Leader of the Labour Party
- In office 20 May 2016 – 3 April 2020
- Preceded by: Joan Burton
- Succeeded by: Alan Kelly

Minister for Public Expenditure and Reform
- In office 9 March 2011 – 6 May 2016
- Taoiseach: Enda Kenny
- Preceded by: New office
- Succeeded by: Paschal Donohoe

Leas-Cheann Comhairle of Dáil Éireann
- In office 26 June 2007 – 9 March 2011
- Ceann Comhairle: John O'Donoghue; Séamus Kirk;
- Preceded by: Séamus Pattison
- Succeeded by: Michael Kitt

Deputy leader of the Labour Party
- In office 13 November 1997 – 25 October 2002
- Leader: Ruairi Quinn
- Preceded by: Ruairi Quinn
- Succeeded by: Liz McManus

Minister for the Environment
- In office 14 December 1994 – 26 June 1997
- Taoiseach: John Bruton
- Preceded by: Michael Smith
- Succeeded by: Noel Dempsey

Minister for Health
- In office 12 January 1993 – 17 November 1994
- Taoiseach: Albert Reynolds
- Preceded by: John O'Connell
- Succeeded by: Michael Woods

Teachta Dála
- In office February 1987 – November 2024
- Constituency: Wexford

Senator
- In office 12 February 1983 – 30 February 1987
- Constituency: Nominated by the Taoiseach

Personal details
- Born: 9 May 1956 (age 70) Wexford, Ireland
- Party: Labour Party
- Education: St Patrick's College, Dublin
- Website: brendanhowlin.ie

= Brendan Howlin =

Irish former politician (born 1956)

Brendan Howlin (born 9 May 1956) is an Irish former Labour Party politician who served as Leader of the Labour Party from 2016 to 2020, Minister for Public Expenditure and Reform from 2011 to 2016, Leas-Cheann Comhairle from 2007 to 2011, deputy leader of the Labour Party from 1997 to 2002, Minister for the Environment from 1994 to 1997 and Minister for Health from 1993 to 1994. He was a Teachta Dála (TD) for the Wexford constituency from 1987 to 2024. He also served as a Senator from 1983 to 1987, after being nominated by the Taoiseach.

==Early life==
Born into a political family in Wexford, Howlin is the son of John and Molly Howlin (née Dunbar), and was named after Brendan Corish, the local Labour TD and later leader of the Labour Party. Howlin's father John was a trade union official who served as secretary of the Irish Transport and General Workers' Union, in Wexford, for 40 years. He also secured election as a Labour member of Wexford Corporation, where he served for eighteen years, and was also an election agent to Brendan Corish. Howlin's mother was also strongly involved in local Labour politics. Howlin's brother Ted is a former member of Wexford County Council and Lord Mayor of Wexford. Howlin was raised on William Street in Wexford town with his three siblings.

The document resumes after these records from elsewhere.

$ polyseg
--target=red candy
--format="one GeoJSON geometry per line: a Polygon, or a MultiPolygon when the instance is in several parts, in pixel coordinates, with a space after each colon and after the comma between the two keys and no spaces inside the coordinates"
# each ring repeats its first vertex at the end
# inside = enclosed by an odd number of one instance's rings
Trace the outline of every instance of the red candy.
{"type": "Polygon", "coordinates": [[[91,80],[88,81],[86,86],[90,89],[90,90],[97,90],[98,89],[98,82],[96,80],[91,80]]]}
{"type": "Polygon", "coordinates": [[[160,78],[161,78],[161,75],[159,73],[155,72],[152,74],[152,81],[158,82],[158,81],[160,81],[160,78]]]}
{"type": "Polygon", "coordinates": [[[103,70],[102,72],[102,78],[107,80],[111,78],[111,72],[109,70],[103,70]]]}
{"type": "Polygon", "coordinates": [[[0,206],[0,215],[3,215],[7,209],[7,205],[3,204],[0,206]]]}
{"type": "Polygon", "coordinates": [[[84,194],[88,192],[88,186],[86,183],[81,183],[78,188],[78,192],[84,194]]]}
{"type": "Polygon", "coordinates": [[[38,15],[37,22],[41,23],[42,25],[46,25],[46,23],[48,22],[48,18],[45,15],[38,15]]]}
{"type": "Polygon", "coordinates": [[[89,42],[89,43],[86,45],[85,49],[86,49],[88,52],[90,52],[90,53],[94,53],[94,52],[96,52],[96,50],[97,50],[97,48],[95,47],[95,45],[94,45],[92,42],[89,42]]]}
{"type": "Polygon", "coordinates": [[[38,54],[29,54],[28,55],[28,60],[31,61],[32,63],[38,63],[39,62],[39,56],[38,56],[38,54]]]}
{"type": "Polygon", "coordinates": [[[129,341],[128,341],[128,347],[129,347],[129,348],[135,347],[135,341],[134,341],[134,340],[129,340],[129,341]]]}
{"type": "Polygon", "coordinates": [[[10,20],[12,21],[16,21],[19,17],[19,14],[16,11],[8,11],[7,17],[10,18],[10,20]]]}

Howlin grew up in Wexford town and was educated locally in the Faythe and at Wexford CBS. He later attended St Patrick's College, Drumcondra, Dublin, where he was student union president, and qualified as a primary school teacher. During his career as a teacher he was chairman of the Irish National Teachers' Organisation's Wexford branch.

==Political career==

=== Anti-nuclear movement (1978–1982) ===
Howlin credits his introduction to politics to his involvement in the Irish anti-nuclear movement. The chair of Nuclear Opposition Wexford, Howlin was involved in the organisation of a protest against the building of a nuclear power plant in Carnsore Point, which drew 40,000 protestors. In 1979, Howlin was asked to run for Wexford Corporation and was selected in his absence, but declined to run to continue as chair of NOW.

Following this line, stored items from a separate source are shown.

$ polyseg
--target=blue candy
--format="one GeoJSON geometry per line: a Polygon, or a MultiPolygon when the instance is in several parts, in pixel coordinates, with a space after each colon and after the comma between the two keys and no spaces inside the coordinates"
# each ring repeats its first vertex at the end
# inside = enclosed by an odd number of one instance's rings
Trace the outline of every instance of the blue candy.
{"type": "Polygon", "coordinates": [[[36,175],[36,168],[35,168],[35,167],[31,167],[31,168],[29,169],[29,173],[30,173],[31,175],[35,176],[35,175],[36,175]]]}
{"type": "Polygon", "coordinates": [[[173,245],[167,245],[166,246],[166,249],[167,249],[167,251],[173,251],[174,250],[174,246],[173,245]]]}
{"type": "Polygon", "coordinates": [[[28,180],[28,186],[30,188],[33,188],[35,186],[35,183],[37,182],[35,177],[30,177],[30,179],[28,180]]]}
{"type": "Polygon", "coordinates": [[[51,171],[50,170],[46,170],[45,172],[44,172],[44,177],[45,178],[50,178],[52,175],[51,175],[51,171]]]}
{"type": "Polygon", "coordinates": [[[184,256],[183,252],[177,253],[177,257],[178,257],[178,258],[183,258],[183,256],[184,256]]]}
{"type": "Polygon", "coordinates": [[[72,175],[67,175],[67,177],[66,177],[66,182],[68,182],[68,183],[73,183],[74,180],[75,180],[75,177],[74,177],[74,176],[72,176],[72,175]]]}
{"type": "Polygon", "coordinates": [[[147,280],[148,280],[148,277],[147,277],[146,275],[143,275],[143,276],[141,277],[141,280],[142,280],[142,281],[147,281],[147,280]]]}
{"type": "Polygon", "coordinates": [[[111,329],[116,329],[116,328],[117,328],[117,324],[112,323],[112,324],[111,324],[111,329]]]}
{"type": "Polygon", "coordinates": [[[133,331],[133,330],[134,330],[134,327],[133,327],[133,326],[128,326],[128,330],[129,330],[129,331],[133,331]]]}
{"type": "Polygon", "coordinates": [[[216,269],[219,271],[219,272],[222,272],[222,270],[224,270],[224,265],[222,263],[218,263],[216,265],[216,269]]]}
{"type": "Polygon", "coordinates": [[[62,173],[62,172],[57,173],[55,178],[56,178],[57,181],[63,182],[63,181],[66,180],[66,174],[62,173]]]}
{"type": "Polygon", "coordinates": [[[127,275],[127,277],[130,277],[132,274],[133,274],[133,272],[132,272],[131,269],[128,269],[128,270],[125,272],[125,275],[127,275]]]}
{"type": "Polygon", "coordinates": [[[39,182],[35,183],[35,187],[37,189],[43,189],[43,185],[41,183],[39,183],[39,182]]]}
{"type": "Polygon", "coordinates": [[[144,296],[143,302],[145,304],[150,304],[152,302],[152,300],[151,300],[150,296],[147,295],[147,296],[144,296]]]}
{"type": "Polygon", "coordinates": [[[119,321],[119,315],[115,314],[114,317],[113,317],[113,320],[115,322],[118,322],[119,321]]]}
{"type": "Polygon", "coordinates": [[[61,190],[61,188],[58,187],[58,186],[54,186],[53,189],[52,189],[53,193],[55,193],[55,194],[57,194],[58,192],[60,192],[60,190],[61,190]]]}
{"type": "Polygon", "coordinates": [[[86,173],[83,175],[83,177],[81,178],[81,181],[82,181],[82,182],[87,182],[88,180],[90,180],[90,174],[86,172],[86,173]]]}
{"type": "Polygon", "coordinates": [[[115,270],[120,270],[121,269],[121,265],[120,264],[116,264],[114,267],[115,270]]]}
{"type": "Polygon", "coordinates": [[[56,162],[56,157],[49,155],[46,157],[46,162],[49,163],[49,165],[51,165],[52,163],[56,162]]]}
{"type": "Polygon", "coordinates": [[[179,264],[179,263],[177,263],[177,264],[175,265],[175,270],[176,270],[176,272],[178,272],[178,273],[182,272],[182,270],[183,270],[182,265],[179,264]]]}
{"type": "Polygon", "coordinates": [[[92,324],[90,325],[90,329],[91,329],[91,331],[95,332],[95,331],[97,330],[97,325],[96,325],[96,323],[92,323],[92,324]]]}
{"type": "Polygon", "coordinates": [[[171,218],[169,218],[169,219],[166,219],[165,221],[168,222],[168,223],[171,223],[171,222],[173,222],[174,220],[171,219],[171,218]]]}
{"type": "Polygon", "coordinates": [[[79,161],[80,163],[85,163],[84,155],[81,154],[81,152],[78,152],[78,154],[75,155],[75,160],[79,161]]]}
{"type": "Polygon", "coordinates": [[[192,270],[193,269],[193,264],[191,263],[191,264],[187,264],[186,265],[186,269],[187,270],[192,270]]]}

===Early years (1982–1993)===
Howlin initially put his name forward to contest the February 1982 general election for the Labour Party, but withdrew his name from consideration before the selection convention. He contested his first general election at the November 1982 election in the Wexford constituency, but despite the existence of a large left-wing vote in the area, Howlin was not elected. Despite this setback, a Fine Gael-Labour Party coalition government came to power and he was nominated by the Taoiseach Garret FitzGerald to serve in Seanad Éireann as a Senator. Howlin secured election to Wexford County Council in 1985 and served as Mayor of Wexford in 1986.

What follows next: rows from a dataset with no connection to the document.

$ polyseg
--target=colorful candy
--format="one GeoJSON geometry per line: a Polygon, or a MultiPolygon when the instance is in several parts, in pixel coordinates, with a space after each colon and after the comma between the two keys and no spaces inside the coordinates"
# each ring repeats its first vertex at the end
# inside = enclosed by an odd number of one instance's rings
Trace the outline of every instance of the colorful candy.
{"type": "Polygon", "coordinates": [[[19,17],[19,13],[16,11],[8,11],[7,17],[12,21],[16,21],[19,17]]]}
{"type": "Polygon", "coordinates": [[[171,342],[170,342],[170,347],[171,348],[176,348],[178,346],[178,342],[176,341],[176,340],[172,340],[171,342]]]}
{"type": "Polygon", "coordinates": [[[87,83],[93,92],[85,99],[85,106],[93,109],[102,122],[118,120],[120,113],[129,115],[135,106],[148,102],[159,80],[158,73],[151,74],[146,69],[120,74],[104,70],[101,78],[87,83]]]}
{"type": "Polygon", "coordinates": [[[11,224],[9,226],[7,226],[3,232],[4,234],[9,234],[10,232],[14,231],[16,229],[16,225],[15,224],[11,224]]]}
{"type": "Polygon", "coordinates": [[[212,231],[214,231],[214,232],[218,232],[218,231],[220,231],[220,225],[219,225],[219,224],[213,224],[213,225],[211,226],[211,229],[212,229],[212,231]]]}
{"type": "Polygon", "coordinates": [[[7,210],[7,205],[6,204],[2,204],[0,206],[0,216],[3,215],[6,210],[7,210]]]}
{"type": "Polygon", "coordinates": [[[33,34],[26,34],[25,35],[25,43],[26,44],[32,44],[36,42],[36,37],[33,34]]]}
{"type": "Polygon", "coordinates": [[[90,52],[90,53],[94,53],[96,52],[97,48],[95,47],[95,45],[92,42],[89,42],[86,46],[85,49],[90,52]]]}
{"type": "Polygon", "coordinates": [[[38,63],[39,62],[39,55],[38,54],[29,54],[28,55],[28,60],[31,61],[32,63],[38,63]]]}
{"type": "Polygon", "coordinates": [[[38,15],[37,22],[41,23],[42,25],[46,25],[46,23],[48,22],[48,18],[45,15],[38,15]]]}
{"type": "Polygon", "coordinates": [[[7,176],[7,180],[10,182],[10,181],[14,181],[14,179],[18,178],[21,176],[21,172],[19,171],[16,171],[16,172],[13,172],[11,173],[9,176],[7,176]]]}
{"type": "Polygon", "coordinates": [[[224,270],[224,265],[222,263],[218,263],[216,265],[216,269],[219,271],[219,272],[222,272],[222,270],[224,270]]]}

In 1987, the Labour Party withdrew from the coalition government and a general election was called. Howlin once again contested a seat in Wexford and was elected to Dáil Éireann. Labour was out of office as a Fianna Fáil government took office. Despite his recent entry to the Dáil, Howlin was subsequently named Chief Whip of the Labour Party, a position he held until 1993.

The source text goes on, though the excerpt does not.